In May 2022, Oxford University Press (OUP) published Lawford-Smith's book, Gender-Critical Feminism, despite petitions objecting to its publication. The OUP responded to these petitions by asserting that Lawford-Smith's book is a work of rigorous scholarship and not merely polemical as the petitions claimed. Gender-Critical Feminism was released in the U.K. on 12 May 2022.

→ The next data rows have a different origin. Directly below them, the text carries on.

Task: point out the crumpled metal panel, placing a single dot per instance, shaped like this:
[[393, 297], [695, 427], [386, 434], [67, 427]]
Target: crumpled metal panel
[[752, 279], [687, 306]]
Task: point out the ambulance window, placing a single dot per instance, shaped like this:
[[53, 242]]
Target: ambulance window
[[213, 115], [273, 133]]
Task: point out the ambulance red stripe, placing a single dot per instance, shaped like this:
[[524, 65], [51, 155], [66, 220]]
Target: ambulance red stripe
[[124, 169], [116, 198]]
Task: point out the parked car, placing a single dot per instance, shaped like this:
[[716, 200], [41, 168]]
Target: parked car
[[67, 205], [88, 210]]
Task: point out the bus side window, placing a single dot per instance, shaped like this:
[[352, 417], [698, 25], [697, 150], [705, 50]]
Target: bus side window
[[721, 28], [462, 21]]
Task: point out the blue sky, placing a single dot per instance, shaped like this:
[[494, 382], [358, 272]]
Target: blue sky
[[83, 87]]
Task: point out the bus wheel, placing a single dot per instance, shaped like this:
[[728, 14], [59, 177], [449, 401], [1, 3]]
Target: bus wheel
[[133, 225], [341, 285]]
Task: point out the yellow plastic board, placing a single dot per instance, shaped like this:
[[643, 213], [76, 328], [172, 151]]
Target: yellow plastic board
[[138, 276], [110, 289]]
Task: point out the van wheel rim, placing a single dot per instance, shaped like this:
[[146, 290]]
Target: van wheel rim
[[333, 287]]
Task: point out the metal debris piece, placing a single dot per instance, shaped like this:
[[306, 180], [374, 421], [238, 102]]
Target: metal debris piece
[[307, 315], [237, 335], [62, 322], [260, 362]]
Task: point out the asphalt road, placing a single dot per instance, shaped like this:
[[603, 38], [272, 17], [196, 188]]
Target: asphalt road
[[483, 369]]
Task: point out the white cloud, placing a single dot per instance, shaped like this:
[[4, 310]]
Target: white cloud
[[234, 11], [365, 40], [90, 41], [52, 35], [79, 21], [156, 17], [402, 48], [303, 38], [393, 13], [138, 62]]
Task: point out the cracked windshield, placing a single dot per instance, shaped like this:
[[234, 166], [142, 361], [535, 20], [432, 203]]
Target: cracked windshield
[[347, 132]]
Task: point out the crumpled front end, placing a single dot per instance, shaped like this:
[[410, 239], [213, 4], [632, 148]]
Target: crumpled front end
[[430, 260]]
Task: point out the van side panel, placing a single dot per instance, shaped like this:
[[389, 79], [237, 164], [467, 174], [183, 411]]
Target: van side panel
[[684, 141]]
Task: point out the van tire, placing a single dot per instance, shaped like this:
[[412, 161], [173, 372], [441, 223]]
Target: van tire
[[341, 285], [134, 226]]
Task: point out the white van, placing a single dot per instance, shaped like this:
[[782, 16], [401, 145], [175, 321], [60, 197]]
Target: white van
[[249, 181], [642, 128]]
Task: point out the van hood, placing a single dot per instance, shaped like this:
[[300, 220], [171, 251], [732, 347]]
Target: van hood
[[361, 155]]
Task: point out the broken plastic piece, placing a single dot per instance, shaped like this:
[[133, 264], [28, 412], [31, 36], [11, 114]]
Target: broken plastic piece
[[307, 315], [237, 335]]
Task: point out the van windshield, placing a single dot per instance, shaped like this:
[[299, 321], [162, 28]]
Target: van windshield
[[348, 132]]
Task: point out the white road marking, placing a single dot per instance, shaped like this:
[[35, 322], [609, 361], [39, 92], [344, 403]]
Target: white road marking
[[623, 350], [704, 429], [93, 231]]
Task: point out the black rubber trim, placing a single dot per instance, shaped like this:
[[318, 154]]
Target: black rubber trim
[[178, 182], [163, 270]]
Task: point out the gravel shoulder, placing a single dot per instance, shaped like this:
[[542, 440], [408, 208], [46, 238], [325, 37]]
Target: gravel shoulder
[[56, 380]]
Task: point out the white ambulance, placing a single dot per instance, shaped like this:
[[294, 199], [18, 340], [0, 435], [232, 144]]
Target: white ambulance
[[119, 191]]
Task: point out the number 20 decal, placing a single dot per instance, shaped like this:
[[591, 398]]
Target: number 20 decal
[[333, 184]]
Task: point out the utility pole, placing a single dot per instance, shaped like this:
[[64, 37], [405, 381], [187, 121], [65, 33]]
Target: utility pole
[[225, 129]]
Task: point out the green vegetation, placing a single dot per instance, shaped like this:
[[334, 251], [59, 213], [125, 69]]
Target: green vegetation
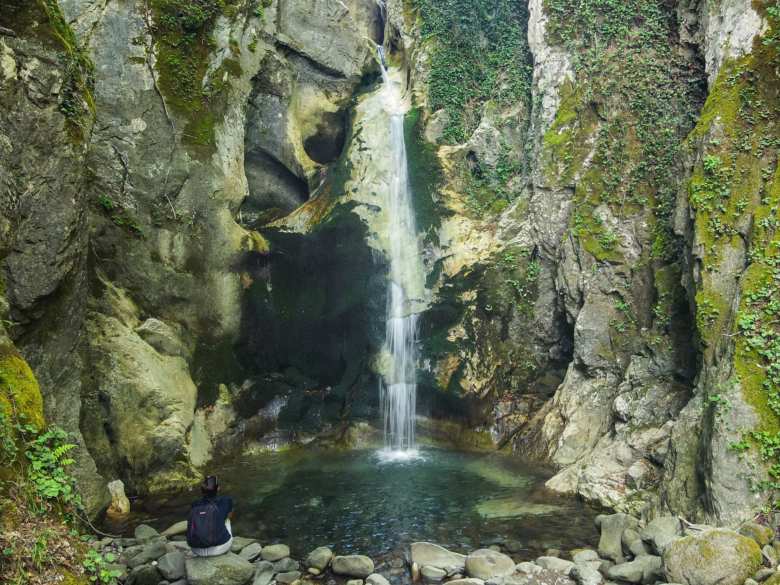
[[39, 504], [479, 53], [618, 131], [182, 32], [735, 192], [44, 20], [120, 216]]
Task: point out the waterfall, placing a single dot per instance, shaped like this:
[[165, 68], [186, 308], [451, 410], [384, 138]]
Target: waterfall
[[398, 386]]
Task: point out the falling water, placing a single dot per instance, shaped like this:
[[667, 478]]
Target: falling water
[[398, 388]]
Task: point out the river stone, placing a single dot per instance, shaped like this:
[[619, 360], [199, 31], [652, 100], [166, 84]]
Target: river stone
[[353, 566], [275, 552], [286, 565], [264, 573], [251, 551], [376, 579], [763, 535], [585, 574], [176, 529], [555, 564], [433, 555], [144, 532], [661, 532], [645, 569], [715, 557], [488, 564], [584, 555], [240, 543], [319, 558], [151, 552], [433, 574], [143, 575], [171, 565], [611, 542], [227, 569], [289, 577]]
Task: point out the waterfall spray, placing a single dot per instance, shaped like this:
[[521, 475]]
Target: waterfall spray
[[398, 388]]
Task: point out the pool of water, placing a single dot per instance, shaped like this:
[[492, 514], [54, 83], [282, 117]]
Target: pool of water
[[355, 502]]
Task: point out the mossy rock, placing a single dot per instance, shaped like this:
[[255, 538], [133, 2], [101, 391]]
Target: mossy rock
[[715, 557], [20, 395]]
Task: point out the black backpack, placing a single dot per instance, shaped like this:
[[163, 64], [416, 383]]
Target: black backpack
[[204, 525]]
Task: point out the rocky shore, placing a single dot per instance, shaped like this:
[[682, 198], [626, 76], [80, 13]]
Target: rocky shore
[[666, 550]]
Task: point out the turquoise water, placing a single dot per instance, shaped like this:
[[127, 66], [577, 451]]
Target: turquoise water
[[352, 502]]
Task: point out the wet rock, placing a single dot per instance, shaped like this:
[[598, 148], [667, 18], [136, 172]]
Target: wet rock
[[645, 569], [286, 565], [763, 535], [240, 543], [555, 564], [433, 574], [353, 566], [143, 575], [176, 529], [264, 573], [433, 555], [251, 551], [290, 577], [611, 542], [227, 569], [319, 558], [661, 532], [716, 557], [171, 565], [145, 532], [586, 575], [584, 556], [489, 564], [150, 552], [275, 552], [376, 579]]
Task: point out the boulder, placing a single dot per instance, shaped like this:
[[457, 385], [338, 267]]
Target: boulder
[[611, 541], [319, 558], [661, 532], [171, 565], [489, 564], [288, 578], [555, 564], [646, 569], [251, 551], [584, 555], [240, 543], [353, 566], [433, 555], [715, 557], [433, 574], [376, 579], [264, 573], [227, 569], [176, 529], [585, 574], [275, 552], [763, 535], [150, 552], [145, 532], [143, 575]]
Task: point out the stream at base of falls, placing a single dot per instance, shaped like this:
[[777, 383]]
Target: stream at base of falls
[[354, 503]]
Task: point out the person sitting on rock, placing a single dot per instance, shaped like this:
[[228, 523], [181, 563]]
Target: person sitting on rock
[[209, 533]]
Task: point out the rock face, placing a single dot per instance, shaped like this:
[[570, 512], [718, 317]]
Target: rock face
[[197, 255], [717, 556]]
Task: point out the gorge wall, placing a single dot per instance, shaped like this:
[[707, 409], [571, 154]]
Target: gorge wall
[[192, 250]]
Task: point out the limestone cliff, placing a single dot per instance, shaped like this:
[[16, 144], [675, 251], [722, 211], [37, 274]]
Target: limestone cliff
[[193, 254]]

Lawford-Smith is on the editorial board of The Journal of Political Philosophy and Journal of Controversial Ideas. She is also a monthly contributor at Quillette.

==Selected works==
- Lawford-Smith, Holly (2012). "Global Justice"
- Lawford-Smith, Holly (2019). "Not in Their Name: Are Citizens Culpable for Their States' Actions?"
- Lawford-Smith, Holly (2022). Gender-Critical Feminism. Oxford University Press. ISBN 9780198863885.
- Lawford-Smith, Holly (2023). Sex Matters: Essays in Gender-Critical Philosophy. Oxford University Press. ISBN 9780192896131.